We also calculated the percentage of reads aligned to mitochondrial
genes per cells, and removed cells with greater than 10% of UMIs
corresponding to mitochondrial genes (Ilicic et al., 2016). A higher
proportion of mitochondrial genes indicates the loss of cytoplasmic
mRNAs and/or high cell stress experienced during sample preparation
(Ilicic et al., 2016). The filtered matrix was then log-normalized to
correct for the difference in sequencing depth between single cells, by
applying the formula below to each cell barcode, where \(c_{i}\) indicates the raw counts for gene \(i\):
\begin{equation}
ormalized\ expression=\operatorname{ln\ }{[\ \frac{c_{i}}{\sum_{i}c_{i}}\ \times\ 10,000\ ]}\nonumber \\
\end{equation}
Variation in cell cycle stages can contribute to the heterogeneity in
single-cell data and will be confounded with developmental
heterogeneity. Furthermore, technical factors will also act as
confounding sources of noise when analyzing heterogeneous populations.
We therefore sought to remove cell cycle effects together with technical
covariates through latent variable regression (Buettner et al., 2015).

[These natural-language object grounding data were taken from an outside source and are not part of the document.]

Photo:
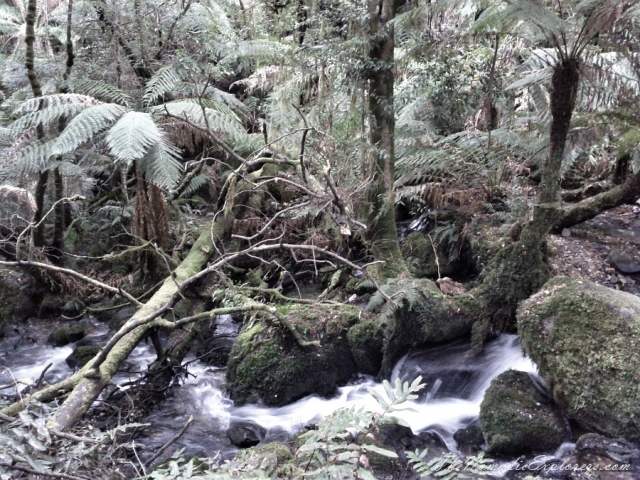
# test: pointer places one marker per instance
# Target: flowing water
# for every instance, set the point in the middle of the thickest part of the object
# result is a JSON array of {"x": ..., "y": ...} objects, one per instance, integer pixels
[{"x": 455, "y": 383}]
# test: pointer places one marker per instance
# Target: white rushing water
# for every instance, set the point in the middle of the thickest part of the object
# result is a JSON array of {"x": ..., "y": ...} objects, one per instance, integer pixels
[{"x": 455, "y": 382}]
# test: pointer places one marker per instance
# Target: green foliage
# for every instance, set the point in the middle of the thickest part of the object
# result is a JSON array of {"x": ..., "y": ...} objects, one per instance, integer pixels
[
  {"x": 29, "y": 443},
  {"x": 450, "y": 466}
]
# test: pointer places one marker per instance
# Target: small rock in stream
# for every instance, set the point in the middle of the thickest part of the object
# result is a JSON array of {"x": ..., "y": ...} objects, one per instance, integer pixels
[
  {"x": 625, "y": 262},
  {"x": 246, "y": 434}
]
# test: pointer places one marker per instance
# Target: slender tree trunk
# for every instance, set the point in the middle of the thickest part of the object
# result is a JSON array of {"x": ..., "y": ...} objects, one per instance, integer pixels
[
  {"x": 628, "y": 192},
  {"x": 382, "y": 233},
  {"x": 34, "y": 82},
  {"x": 520, "y": 269},
  {"x": 59, "y": 225}
]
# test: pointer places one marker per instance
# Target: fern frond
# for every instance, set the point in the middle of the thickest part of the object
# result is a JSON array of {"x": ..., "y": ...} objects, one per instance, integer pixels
[
  {"x": 164, "y": 80},
  {"x": 86, "y": 125},
  {"x": 132, "y": 136},
  {"x": 161, "y": 166},
  {"x": 51, "y": 101},
  {"x": 48, "y": 109},
  {"x": 196, "y": 183}
]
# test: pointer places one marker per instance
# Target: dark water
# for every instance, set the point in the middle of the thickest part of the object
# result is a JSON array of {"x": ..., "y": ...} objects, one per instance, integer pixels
[{"x": 455, "y": 384}]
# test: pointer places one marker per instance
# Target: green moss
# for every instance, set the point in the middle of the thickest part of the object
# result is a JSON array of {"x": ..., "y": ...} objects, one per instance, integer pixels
[
  {"x": 516, "y": 418},
  {"x": 266, "y": 364},
  {"x": 65, "y": 335},
  {"x": 432, "y": 319},
  {"x": 51, "y": 305},
  {"x": 585, "y": 339},
  {"x": 417, "y": 251},
  {"x": 10, "y": 305},
  {"x": 366, "y": 341},
  {"x": 85, "y": 353}
]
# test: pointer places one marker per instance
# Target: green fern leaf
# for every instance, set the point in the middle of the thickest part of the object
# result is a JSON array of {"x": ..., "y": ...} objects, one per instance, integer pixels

Briefly, we assigned a cell cycle score for every cell using the PC2
loadings from a principal component analysis (PCA) done using only a
published list of genes whose expression level is strongly correlated
with cell cycle phase (Macosko et al., 2015), from which we found that
PC2 represented the separation between S and G2/M phases. We then
modeled the expression for each gene \(i\) using the formula:
\begin{equation}
{}_{i}=\ \beta_{0}+\ \sum_{j}{\beta_{j}X_{j}}+\varepsilon_{i}\nonumber \\
\end{equation}
where \(G_{i}\) is a vector showing the log-normalized expression for
gene \(i\) in all the cells, \(X_{j}\) represents a user-defined
covariate to regress out and \(\varepsilon_{i}\) is the random noise
associated to gene \(i\). In addition to cell cycle scores, we have
chosen to include total UMI counts, alignment rates, percentage for
mitochondrial reads and donor IDs as latent variables for regression.
The residuals were then z-scored and used as corrected expression values
for dimensionality reduction, which is described below.